Others, including Governor Cooper, defended Mr. Regan and said they believed that he was the leader that the E.P.A. needed. During the Trump years, nearly 5 percent of the E.P.A.’s federal work force quit or retired. Employee satisfaction plummeted and concerns about the politicization of science skyrocketed.
“He will take over an E.P.A. that is in the same position that he found North Carolina’s D.E.Q. four years ago,” Governor Cooper said.
As for whether Mr. Regan can get tough, he said: “He can fight when he needs to. Ask Duke Energy.”
Mr. Regan, he said, “pulled off the largest coal ash clean up in the history of the country, and it required a lot of pressure to get that done.”
On issues sure to meet Republican resistance, such as cutting emissions from power plants and automobiles, Governor Cooper said, “He will take them on and knows that is part of the charge.”
Senator Shelley Moore Capito of West Virginia, the top Republican on the Senate Environment and Public Works Committee, said in her online interview with Mr. Regan last month that she had told him her coal-dependent state felt ignored during the Obama years, as the administration adopted regulations to reduce the country’s dependency on fossil fuels.
“If you don’t come and listen, the air in the balloon gets bigger and tighter, and the pressure of being ignored just grows and foments,” Ms. Capito said. Mr. Regan, she said, had promised to “come and listen” — but also sidestepped some of her specific questions about policy plans.
Raised in Eastern North Carolina, Mr. Regan when he was nominated recalled fishing and hunting with his father and grandfather, experiences he said shaped his love for the environment. Growing up with asthma, he said, also opened his eyes to the ways that industrial and heavily polluting factories and power plants are overwhelmingly in and near poor neighborhoods and communities of color. President Biden has made a focus on environmental justice a core part of his climate and environmental strategy.

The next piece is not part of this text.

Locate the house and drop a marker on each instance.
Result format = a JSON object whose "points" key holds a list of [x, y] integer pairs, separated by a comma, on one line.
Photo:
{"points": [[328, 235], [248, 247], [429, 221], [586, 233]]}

Mr. Regan and Mr. Biden also share a personal tragedy: the death of a young child. Mr. Biden’s first wife and young daughter died in a car accident in 1972. Mr. Regan’s first son, Michael Stanley Regan Jr., who was known as MJ, died when he was 14 months old after being diagnosed with Stage 4 neuroblastoma, a rare childhood cancer.

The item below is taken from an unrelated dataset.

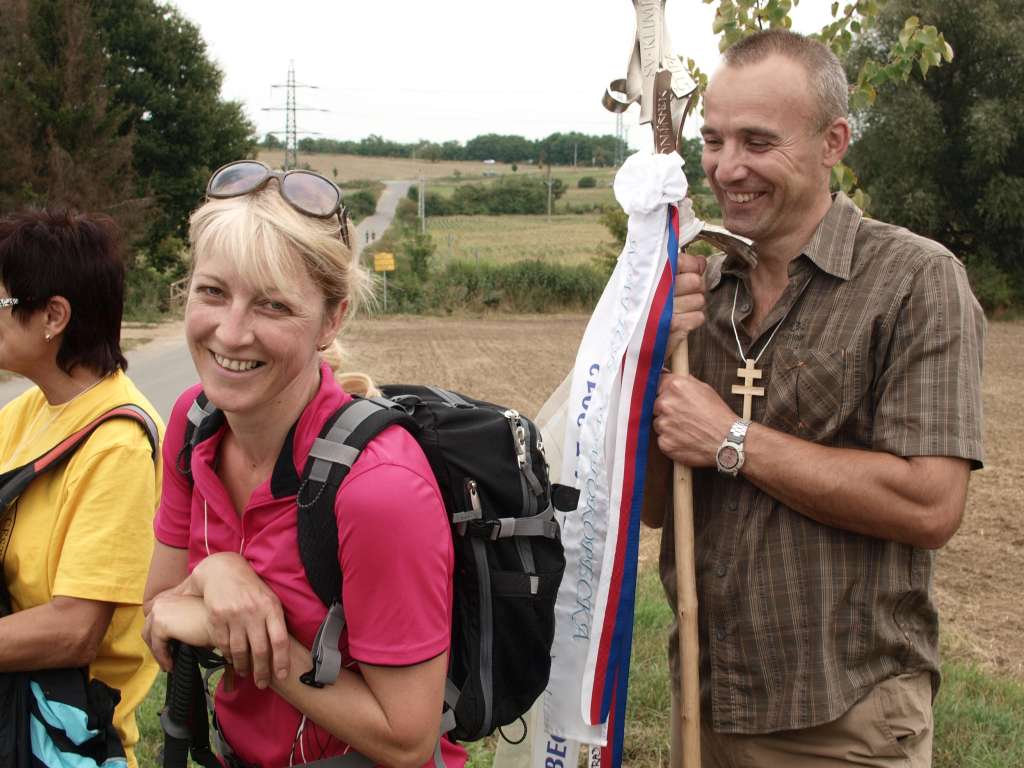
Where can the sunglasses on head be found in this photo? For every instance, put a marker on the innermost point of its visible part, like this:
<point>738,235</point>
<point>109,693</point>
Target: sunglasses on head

“He has taught us the true meaning of love, patience, perseverance and strength,” the family wrote in MJ’s obituary. Former colleagues said they felt, in some ways, that Mr. Regan channeled the loss into a redoubled commitment to the environment.

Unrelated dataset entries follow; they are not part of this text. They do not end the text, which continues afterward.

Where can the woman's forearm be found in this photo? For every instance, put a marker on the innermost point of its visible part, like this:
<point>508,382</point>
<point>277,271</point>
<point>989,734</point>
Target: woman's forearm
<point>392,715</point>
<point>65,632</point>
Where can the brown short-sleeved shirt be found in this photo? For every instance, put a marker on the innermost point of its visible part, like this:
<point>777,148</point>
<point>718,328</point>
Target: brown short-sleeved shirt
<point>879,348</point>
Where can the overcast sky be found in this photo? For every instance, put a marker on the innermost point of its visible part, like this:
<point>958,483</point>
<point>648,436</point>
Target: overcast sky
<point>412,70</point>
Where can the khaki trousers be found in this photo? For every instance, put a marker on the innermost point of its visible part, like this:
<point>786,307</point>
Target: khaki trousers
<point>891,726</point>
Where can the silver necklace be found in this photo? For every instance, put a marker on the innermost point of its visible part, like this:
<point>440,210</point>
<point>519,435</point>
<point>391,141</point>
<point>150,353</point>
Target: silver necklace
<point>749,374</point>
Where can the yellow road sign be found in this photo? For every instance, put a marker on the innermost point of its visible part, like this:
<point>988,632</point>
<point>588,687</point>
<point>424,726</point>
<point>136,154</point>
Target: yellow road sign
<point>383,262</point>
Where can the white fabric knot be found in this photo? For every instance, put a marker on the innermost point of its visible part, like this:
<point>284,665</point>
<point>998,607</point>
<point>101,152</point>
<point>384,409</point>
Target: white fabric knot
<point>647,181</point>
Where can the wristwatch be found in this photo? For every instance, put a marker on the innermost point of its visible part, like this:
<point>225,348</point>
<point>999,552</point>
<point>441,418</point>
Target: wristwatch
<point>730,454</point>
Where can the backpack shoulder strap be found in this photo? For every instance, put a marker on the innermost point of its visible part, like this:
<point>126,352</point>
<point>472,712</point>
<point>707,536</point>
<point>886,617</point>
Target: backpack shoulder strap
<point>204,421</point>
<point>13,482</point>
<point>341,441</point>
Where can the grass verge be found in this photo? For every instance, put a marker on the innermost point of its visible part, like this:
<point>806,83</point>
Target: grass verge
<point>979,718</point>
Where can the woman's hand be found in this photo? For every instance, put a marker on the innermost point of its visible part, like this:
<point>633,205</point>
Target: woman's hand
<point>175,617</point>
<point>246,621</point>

“He hurt a lot,” said Jim Marston, who hired Mr. Regan when he served as vice president of the energy program at the Environmental Defense Fund. “He didn’t just care about his son, he cared about everybody’s children. I think that’s why he is so good at environmental advocacy. He cares about the impacts on people, and he knows that pollution means often sickness or even terrible diseases like cancer.”